Traffic forecasting is a classic problem in transportation and operational research which are primarily based on queuing theory and simulations (Drew, 1968). Data-driven approaches for traffic forecasting have received considerable attention, and more details can be found in a recent survey paper (Vlahogianni et al., 2014) and the references therein. However, existing machine learning models either impose strong stationary assumptions on the data (e.g., auto-regressive model) or fail to account for highly non-linear temporal dependency (e.g., latent space model Y u et al. (2016); Deng et al. (2016)). Deep learning models deliver new promise for time series forecasting problem. For example, in Y u et al. (2017b); Laptev et al. (2017), the authors study time series forecasting using deep Recurrent Neural Networks (RNN). Convolutional Neural Networks (CNN) have also been applied to traffic forecasting. Zhang et al. (2016; 2017) convert the road network to a regular 2-D grid and apply traditional CNN to predict crowd flow. Cheng et al. (2017) propose DeepTransport which models the spatial dependency by explicitly collecting upstream and downstream neighborhood roads for each individual road and then conduct convolution on these neighborhoods respectively. 交通預測是交通和運籌學中的一個經典問題,主要基於排隊論和模擬(Drew,1968)。數據驅動的交通預測方法已受到相當多的關注,更多詳細信息可以在最新的調查論文(Vlahogianni等,2014)及其參考文獻中找到。然而,現有的機器學習模型要麼對數據強加了平穩的假設(例如自迴歸模型),要麼無法解決高度非線性的時間依賴性(例如潛伏空間模型Yu et al。(2016); Deng等(2016))。深度學習模型爲時間序列預測問題提供了新的希望。例如,在Y u等人中。 (2017b); Laptev等。 (2017),作者研究了使用深度遞歸神經網絡(RNN)的時間序列預測。卷積神經網絡(CNN)也已應用於流量預測。張等。 (2016; 2017)將道路網絡轉換爲規則的2D網格,並應用傳統的CNN預測人羣流量。程等。 (2017)提出了DeepTransport,該模型通過明確收集每條道路的上游和下游鄰里道路,然後分別在這些鄰里進行卷積來對空間依賴性進行建模。

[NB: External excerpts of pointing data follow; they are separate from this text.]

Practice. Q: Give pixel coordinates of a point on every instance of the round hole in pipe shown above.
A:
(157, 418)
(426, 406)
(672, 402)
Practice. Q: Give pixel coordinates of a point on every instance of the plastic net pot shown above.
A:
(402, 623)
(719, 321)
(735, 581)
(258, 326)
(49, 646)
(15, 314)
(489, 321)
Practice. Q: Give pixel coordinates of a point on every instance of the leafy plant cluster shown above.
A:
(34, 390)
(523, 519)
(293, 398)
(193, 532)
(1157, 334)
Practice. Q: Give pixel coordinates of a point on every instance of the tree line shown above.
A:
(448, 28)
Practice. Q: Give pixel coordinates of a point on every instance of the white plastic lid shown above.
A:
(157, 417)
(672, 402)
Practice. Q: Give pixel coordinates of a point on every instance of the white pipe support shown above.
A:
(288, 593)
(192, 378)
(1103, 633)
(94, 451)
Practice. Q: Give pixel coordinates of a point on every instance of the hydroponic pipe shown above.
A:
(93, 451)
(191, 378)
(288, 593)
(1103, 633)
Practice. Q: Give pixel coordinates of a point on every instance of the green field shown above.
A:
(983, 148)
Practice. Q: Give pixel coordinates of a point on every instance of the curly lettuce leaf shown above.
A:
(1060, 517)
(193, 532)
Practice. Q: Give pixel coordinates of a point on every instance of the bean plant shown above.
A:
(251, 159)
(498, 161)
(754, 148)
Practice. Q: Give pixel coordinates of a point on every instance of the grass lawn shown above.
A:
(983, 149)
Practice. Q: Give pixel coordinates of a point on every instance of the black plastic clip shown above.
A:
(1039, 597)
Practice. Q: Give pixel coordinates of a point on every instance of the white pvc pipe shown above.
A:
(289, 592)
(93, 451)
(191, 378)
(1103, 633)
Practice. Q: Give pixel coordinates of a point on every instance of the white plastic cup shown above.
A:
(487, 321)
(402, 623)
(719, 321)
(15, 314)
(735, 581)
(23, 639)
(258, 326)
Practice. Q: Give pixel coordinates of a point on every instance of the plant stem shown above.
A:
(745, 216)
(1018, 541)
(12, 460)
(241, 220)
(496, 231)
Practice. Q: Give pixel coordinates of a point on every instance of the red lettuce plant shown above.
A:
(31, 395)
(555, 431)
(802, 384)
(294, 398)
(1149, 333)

Recently, CNN has been generalized to arbitrary graphs based on the spectral graph theory. Graph convolutional neural networks (GCN) are first introduced in Bruna et al. (2014), which bridges the spectral graph theory and deep neural networks. Defferrard et al. (2016) propose ChebNet which improves GCN with fast localized convolutions filters. Kipf & Welling (2017) simplify ChebNet and achieve state-of-the-art performance in semi-supervised classification tasks. Seo et al. (2016) combine ChebNet with Recurrent Neural Networks (RNN) for structured sequence modeling. Yu et al. (2017a) model the sensor network as a undirected graph and applied ChebNet and convolutional sequence model (Gehring et al., 2017) to do forecasting. One limitation of the mentioned spectral based convolutions is that they generally require the graph to be undirected to calculate meaningful spectral decomposition. Going from spectral domain to vertex domain, Atwood & Towsley (2016) propose diffusion-convolutional neural network (DCNN) which defines convolution as a diffusion process across each node in a graph-structured input. Hechtlinger et al. (2017) propose GraphCNN to generalize convolution to graph by convolving every node with its p nearest neighbors. However, both these methods do not consider the temporal dynamics and mainly deal with static graph settings. 最近,基於頻譜圖理論,CNN已被普遍化爲任意圖。圖卷積神經網絡(GCN)最早是在Bruna等人中引入的(2014),將光譜圖理論與深度神經網絡聯繫起來。 Defferrard等(2016年)提出了ChebNet,它通過快速局部卷積濾波器改善了GCN。 Kipf&Welling(2017)簡化了ChebNet,並在半監督分類任務中實現了最先進的性能。Xu等(2016年)結合ChebNet與遞歸神經網絡(RNN)進行結構化序列建模。Yu等(2017a)將傳感器網絡建模爲無向圖,並應用ChebNet和卷積序列模型(Gehring等人,2017)進行預測。提到的基於頻譜的卷積的一個侷限性在於,它們通常要求圖形是無向的,以計算有意義的頻譜分解。從頻譜域到頂點域,Atwood&Towsley(2016)提出了擴散卷積神經網絡(DCNN),該網絡將卷積定義爲圖結構輸入中每個節點上的擴散過程。 Hechtlinger等(2017)提出GraphCNN通過將每個節點與其p個最近鄰居進行卷積來將卷積泛化爲圖。但是,這兩種方法都沒有考慮時間動態,而是主要處理靜態圖形設置。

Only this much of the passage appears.